Because there's not a lot to appreciate. It's basically wizard magic except the source is slightly different and there are a few different spells.

>sorcery not blue

too magic for sci-fi, too sci-fi for magic

>playing a 6 player, all guardsmen free-for-allmatch
>mfw every single player's psykers decided to go full sheev at roughly the same time and place
RIP like 20 regiments worth of infantry.

"I can't believe it's not magic!"

Mechanically, Psionics in AD&D 2nd always felt like an attempt to smuggle a Palladium-style magic points system into a per-day magic world.

Now, I happen to think that magic points are a better mechanic but it was an import into D&D.

Isn't that warlocks with their sold souls and what not.
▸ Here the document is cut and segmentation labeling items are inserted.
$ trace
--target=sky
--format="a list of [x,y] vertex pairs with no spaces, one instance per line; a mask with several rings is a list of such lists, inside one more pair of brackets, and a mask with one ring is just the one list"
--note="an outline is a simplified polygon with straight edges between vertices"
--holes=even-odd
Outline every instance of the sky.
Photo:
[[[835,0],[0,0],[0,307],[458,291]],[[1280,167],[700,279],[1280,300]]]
In 2e, psionics is just where they lumped all the eastern influenced magic. The name maybe be science fictionish, but the actual powers aren't so much. Meditating to stretch ones limbs, Meditating to run faster than normal, forging items with the mind. It's literally just another form of magic people get overly hung up on the name of.

>eldritch
black and purple
>druid
should be green
>sorcery
blue

you're basically playing as a Jedi, if you think about it, which is more fantasy than otherwise. Using their powers to push, pull, mind-control, enhance speed, strength, etc. Unfortunately, people relate that more to Sci-Fi than fantasy

Because autists lose their shit over IT so much so they attempted to WoC to fuck up the soon to arrive Mystic take 3 UA.

>I DO SHIT WITH MY MIND
>I WILL KILL YOU BY JUST LOOKING AT YOU
>MIIIIIIIIND POWERS
>KILLING SHIT WITHOUT TOUCHING NOR THROWING SHIT AT IT
>NOTHING PERSONEL KID

telekinesis is edgy now?

MAGIC MUST DEFEAT MAGIC!

It's not about colors but effects. Halos/forehead sigils/etc are best

WITNESS YOUR DOOOOOOOOOOOOOOOOM!

Psionic powers must always glow magenta, because it's a color that exists only in the mind.